Meyer Turku shipyard specializes in building highly demanding, innovative and environmentally efficient cruise ships, car ferries and special vessels. Modular construction processes are used in modern shipbuilding to minimize the work needed to assemble a ship.

Each module is pre-assembled. These individual building blocks – up to 80 per ship – are put together at the dry dock. The modular construction process enables various expert teams to work simultaneously on a single ship. This reduces turnaround time significantly.

Steel plates and profiles are used to create panels
Panels and walls form a section
Completed sections are assembled into blocks
Up to 80 blocks build a cruise ship

Cutting-edge design

Shipbuilding is a modern industry that brings together a wide variety of technologies in a limited space, unseen by our clients. Power supplies, air conditioning systems, fresh and wastewater technology, inventory management, waste management – it all must work smoothly. The amount of different materials that make up a ship is simply enormous. For example, the Mein Schiff ships built at our shipyard each required approximately 2,000 km of electric cables, 180 km of piping, 8,500 m² of windows, 335,000 litres of paint and 30,000 m² of carpets, among all other materials used. We process more than 15 million pieces for each and every cruise ship. To give you an idea of the scale, compare it with the roughly one million parts that go in an Airbus A 380 or the 10,000 or so components that make up a passenger car.

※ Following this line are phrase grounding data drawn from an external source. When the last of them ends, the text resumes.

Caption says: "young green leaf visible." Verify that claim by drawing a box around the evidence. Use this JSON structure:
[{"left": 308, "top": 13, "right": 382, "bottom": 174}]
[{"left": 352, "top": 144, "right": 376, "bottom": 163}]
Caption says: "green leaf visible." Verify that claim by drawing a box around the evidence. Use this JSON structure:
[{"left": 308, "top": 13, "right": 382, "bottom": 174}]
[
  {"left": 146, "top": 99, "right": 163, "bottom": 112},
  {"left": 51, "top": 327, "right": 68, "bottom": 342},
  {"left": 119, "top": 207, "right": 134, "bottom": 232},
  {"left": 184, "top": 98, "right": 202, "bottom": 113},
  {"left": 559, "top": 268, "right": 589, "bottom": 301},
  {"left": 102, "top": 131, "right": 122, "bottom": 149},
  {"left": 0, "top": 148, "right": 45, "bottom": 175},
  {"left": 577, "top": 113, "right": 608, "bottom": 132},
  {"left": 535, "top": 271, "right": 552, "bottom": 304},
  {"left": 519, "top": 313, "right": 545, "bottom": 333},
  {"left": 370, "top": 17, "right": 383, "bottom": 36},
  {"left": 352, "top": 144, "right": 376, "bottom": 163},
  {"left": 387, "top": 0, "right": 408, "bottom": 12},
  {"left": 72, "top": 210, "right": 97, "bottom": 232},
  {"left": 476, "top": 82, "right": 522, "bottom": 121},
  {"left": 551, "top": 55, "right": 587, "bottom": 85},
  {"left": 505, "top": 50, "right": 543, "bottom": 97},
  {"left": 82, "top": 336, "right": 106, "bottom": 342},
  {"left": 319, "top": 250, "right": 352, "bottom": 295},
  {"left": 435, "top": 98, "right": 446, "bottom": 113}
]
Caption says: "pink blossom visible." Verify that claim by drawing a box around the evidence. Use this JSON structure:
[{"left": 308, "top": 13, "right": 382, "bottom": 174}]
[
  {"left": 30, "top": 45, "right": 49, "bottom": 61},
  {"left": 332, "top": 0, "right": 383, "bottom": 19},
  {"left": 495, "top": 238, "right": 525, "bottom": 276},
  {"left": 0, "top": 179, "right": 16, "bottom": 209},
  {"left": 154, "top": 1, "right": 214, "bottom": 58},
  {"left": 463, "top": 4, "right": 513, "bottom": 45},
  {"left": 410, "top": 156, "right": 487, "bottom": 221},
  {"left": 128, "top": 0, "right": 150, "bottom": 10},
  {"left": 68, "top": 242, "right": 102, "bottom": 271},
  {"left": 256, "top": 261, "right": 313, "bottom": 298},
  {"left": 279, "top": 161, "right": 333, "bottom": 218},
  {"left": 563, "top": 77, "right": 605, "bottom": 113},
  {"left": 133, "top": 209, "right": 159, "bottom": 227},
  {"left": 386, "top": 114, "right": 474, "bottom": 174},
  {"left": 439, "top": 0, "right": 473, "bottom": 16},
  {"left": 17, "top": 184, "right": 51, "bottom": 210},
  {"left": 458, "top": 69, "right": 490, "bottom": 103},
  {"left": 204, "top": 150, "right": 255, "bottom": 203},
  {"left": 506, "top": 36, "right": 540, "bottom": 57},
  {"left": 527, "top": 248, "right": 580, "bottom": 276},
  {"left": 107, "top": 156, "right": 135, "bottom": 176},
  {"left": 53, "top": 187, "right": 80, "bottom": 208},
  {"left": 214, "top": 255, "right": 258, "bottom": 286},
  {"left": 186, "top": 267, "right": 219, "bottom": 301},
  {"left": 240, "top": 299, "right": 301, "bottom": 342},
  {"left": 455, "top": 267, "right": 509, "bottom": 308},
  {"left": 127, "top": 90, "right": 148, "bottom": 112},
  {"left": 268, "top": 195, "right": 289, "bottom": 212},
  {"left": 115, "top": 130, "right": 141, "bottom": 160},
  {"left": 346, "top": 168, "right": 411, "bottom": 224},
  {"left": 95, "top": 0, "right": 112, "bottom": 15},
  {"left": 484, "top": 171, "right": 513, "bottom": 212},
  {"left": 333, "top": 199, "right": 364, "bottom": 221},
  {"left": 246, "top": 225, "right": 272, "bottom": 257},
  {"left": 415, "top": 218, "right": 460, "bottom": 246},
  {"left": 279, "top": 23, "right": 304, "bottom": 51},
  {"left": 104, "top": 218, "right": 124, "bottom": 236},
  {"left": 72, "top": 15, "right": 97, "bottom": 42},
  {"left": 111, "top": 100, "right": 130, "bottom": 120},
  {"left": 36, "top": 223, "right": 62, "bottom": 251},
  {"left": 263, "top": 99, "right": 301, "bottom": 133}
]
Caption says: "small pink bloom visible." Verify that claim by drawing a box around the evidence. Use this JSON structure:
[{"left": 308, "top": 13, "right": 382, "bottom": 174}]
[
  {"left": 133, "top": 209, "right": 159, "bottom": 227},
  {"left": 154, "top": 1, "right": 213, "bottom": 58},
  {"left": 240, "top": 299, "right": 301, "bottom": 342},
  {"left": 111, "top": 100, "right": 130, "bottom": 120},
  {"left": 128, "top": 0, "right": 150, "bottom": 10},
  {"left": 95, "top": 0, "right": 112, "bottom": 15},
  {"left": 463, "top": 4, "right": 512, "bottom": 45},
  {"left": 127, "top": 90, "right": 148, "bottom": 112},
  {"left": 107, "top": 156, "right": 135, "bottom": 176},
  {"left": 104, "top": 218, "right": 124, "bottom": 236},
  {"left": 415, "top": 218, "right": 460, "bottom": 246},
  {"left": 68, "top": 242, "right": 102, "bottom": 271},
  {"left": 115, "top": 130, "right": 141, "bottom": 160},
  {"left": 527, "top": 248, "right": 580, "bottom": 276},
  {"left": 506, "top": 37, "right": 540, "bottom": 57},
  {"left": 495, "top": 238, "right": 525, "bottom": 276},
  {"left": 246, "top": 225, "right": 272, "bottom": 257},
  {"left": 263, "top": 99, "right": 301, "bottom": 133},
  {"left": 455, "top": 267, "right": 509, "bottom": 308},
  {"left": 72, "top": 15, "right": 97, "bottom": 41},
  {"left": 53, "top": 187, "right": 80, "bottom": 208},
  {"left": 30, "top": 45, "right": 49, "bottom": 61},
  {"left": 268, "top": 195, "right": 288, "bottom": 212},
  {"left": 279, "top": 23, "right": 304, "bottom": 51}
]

Developing and building cruise ships is an extraordinarily complex and challenging operation. This is why computer-assisted technology has been integrated into every phase from design to completion. How many kilometres of cable does a ship need and how much does it cost? How should weight be distributed to compensate for the wind and the waves? When do you need to start each production stage to ensure you are on schedule to deliver to the shipping company? What materials should be used to ensure fire safety and sound proofing? These are the types of questions that our designers must solve on a daily basis – on top of countless others. This is why the design and building of ships makes extensive use of virtual 3D models and moving visualisations. Calculations have to be remade for each new ship to ensure unique, customized design.

The work at our shipyard reflects the Industry 4.0 principles: all stages are designed, processed and managed with digital and highly automated methods. In the end, each and every pinion must fit precisely to make sure that we achieve the highest possible quality within agreed budgets and schedules.

A TEST RUN AS THE FINAL STAGE IN THE PROCESS

We carefully test each ship both at the dock and at sea before handing it over to the client. During the tests at the sea, all equipment and systems go through final testing and calibration for optimal performance. The inter-operability of systems and equipment is also tested at sea while the ship’s future crew practices their duties.